Poetik-Dozentur 2010 an Bernhard Schlink

Mit großer Freude habe ich erfahren, dass die Heidelberger Poetik-Dozentur 2010 an Bernhard Schlink, den Autor des weltberühmten Buchs „Der Vorleser„, geht. Schlink ist neben seinem Beruf als Schriftsteller als Professor für öffentliches Recht und Rechtsphilosophie an HU Berlin tätig.

Bernhard Schlink

Bernhard Schlink

Bernhard Schlink hat in der Amselgasse in Heidelberg-Handschuhsheim gewohnt (ich wohne um die Ecke), wie er einmal im Gespräch berichtete. Kurz nach meinem Wechsel nach Heidelberg 1997 habe ich die Krimis mit seinem Privatdetektiv Gerhard Selb mit großem Vergnügen gelesen, die – wie der großartige Roman „Der Vorleser“ – in Heidelberg (und Mannheim) spielen und damit Lokalkolorit versprachen.

Bisherige Poetikdozenten der Uni Heidelberg waren:

  • 2008 Peter Bieri (alias Pascal Mercier) [siehe meinen früheren Blog-Eintrag]
  • 2006 Louis Begley
  • 2004 Patrick Roth
  • 2002 Ulla Berkéwicz
  • 2000 Eckhard Henscheid (ich erinnere mich gerne an seine wunderbare Vorlesung über Satire!)
  • 1999 Michael Rutschky
  • 1998 Hanns-Josef Ortheil [siehe meinen Blog-Eintrag anläßlich seiner Honorarprofessur]
  • 1997 Brigitte Kronauer
  • 1996 Volker Braun
  • 1995 Dieter Kühn
  • 1994 Ulla Hahn
  • 1993 Martin Walser

Es lockt mich ja, eine Veranstaltung „Psychologie und Literatur“ anzubieten – die Psychologie des Schreibens und Lesens von Lyrik und Romanen ist ja sehr spannend, auch wenn die Literaturpsychologie (das entsprechende Wikipedia-Stichwort fehlt noch, ersatzweise hilft Literaturtheorie weiter) als Genre unseres Faches eine ziemlich unbedeutende Rolle spielt. Mit der Germanistin Dr. Michaela Kopp-Marx habe ich bereits dazu einmal Vorgespräche geführt.

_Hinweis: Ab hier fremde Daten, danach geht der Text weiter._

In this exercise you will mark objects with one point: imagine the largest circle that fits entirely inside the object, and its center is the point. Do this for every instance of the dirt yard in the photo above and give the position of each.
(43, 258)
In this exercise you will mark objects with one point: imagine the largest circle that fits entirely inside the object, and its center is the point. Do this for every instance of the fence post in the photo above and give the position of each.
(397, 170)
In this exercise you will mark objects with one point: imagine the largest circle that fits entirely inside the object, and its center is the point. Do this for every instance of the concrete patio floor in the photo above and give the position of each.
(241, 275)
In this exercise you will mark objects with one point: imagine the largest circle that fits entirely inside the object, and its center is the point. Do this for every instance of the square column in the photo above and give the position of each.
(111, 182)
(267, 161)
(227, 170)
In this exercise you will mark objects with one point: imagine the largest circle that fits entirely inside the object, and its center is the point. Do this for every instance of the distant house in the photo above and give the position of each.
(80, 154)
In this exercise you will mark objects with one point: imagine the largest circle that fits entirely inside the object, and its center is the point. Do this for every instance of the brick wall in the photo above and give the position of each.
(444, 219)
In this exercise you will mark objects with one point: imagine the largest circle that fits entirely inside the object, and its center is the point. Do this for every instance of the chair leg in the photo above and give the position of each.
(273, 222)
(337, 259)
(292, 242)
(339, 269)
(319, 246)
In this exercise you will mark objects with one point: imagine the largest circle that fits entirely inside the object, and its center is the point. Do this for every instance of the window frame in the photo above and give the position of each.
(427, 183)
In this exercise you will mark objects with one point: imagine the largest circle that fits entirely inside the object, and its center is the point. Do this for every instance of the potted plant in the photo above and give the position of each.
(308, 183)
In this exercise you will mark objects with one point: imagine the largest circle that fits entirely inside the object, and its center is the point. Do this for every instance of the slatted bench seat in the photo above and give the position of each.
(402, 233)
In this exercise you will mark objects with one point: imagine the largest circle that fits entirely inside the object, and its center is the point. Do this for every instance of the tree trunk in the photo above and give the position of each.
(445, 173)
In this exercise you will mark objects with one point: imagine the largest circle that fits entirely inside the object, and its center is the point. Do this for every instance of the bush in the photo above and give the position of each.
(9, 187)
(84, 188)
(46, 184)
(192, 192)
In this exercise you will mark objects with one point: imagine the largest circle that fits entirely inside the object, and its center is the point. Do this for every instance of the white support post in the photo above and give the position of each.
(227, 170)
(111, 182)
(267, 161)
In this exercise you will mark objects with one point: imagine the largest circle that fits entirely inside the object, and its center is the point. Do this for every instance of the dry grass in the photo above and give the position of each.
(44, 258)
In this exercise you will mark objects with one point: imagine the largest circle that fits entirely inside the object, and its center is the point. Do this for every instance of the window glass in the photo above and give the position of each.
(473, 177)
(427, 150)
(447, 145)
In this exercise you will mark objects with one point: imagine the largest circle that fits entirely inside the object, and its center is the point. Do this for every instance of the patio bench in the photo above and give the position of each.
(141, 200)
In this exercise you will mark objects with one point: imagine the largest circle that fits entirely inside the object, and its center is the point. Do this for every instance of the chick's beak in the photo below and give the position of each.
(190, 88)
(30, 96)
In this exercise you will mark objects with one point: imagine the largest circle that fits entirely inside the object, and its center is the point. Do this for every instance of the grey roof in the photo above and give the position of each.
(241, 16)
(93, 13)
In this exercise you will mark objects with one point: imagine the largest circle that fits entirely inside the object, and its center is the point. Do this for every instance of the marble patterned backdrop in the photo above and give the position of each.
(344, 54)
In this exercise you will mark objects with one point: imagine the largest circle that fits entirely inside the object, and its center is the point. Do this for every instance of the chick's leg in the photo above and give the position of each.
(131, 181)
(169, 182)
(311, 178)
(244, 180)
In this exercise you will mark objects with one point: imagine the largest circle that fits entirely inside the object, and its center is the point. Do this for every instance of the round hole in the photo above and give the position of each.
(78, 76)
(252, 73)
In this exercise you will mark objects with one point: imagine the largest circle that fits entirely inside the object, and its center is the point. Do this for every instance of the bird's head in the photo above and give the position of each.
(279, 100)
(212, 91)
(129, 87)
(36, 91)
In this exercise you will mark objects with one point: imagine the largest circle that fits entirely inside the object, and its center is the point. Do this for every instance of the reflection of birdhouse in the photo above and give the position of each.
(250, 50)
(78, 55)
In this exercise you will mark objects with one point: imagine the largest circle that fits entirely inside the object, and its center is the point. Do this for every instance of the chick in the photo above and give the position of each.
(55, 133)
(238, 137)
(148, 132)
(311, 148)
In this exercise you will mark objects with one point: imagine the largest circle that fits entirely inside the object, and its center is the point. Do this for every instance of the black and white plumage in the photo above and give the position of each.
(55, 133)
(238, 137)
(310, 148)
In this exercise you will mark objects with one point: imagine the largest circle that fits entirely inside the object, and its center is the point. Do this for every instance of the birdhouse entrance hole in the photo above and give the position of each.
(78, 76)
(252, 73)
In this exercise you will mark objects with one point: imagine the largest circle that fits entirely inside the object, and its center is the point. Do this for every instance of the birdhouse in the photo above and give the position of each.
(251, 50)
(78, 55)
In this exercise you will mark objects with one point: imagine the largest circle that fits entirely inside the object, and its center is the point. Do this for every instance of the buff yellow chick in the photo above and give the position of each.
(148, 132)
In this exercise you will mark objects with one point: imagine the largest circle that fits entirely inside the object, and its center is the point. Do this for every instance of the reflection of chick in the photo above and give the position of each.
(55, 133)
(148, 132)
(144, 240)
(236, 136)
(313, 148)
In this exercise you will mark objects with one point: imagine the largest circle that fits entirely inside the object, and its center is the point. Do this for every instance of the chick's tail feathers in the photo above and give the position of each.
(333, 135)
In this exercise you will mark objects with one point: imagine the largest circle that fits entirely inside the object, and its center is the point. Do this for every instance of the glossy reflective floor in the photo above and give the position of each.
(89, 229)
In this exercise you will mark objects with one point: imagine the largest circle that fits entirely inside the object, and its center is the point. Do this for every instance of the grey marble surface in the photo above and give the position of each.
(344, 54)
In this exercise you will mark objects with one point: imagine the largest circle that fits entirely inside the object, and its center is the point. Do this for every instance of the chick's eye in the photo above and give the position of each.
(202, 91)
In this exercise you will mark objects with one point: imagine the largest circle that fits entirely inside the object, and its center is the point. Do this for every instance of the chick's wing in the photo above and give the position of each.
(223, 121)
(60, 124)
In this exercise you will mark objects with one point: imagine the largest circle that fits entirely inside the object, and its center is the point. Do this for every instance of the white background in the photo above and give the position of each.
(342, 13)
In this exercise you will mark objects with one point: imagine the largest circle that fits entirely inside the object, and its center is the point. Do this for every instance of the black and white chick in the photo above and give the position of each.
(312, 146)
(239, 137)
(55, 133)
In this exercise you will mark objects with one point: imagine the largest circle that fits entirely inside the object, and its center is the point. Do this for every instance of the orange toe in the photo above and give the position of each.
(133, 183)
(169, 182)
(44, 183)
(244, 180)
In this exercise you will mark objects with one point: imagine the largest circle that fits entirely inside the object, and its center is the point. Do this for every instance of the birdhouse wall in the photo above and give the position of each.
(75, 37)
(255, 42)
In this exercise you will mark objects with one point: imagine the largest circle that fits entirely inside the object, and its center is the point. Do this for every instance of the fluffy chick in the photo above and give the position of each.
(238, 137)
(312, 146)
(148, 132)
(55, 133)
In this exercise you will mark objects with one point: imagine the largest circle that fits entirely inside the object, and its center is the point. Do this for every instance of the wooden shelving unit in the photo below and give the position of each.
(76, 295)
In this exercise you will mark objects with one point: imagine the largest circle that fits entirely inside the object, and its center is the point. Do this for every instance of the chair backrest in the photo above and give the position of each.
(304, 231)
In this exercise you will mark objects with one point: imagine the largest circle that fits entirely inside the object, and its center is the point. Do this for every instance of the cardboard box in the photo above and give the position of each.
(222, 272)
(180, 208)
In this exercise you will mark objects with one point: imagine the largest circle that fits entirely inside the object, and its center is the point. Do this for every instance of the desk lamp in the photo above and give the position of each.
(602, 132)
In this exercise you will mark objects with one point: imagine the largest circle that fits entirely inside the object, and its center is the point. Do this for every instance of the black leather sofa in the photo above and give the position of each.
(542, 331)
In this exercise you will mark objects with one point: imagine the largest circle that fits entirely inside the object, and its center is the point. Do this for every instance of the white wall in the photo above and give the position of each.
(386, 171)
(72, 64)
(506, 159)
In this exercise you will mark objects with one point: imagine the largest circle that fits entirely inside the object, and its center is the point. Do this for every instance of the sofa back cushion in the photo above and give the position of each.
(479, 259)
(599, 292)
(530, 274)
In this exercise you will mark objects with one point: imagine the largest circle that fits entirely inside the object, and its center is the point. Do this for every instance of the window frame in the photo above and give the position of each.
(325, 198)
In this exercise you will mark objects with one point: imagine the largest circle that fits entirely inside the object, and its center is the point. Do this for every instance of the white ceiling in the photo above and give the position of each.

Natürlich ist das Schreiben eines Romans aus Produzentensicht als Problemlöse-Prozess zu interpretieren, bei dem Unmengen an Entscheidungen auf Seiten des Autors zu treffen sind. Typischerweise sind viele unklare Ziele zu schärfen, Intransparenzen zu reduzieren, Handlungsdynamiken zu entwerfen – klassische Merkmale eines komplexen Problems also.

Aber auch auf Rezipientenseite gibt es einige Nüsse zu knacken, angefangen vom Aufbau adäquater mentaler Modelle, dem Entschlüsseln verborgener Hinweise oder dem Verstehen von Scherz, Ironie und Satire. Dazu kommen die Emotionen – Romane sind ja eben keine Sachbücher, sondern müssen auch emotional anrührend oder spannend sein, um einen ästhetischen Genuss zu bewirken.

Wie auch immer: Dass Bernhard Schlink unser universitärer „poet in residence“ wird, ist sehr erfreulich! Ich wünsche uns gute Unterhaltung!